The protesting students had also stormed the MTN office in Maitama area of Nigeria's capital, attacking staff and looting valuables.

Aruna if nothing is done after the 48-hour ultimatum, students in all University campuses will be ordered to destroy MTN mast across the country.

He added that the violent action will also be carried out at DSTV and Shoprite branches in Nigeria.

He said: "All the South African business empires in Nigeria and their collaborators in Nigeria will be affected.

"I don’t want to say we will be barbaric but we will not be lawful in our actions, we will do it and face the consequences, enough of this rubbish."

Aruna pointed that ill treatment of Nigerians in South Africa is insulting given the role Nigeria played in ending the apartheid regime in the country.

He added: "Nigeria contributed 80 per cent of the freedom the South Africans are enjoying today because we saved them from the jaws of apartheid.
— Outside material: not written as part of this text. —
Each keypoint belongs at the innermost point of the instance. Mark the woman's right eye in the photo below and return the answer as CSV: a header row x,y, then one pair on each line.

"Who is South Africa to humiliate Nigeria? So they forget things so soon, let them go back to history and records to see how much financial assistance and what the country did to save them.

"In science they say you use malaria to cure malaria, now you use madness to cure their madness, and that is why we are advising them to leave Nigerian soil before 48 hours."

Aruna urged Federal Government to take "extra-diplomatic measures" to end the attacks on Nigerians in South Africa once and for all, to avoid future occurrences.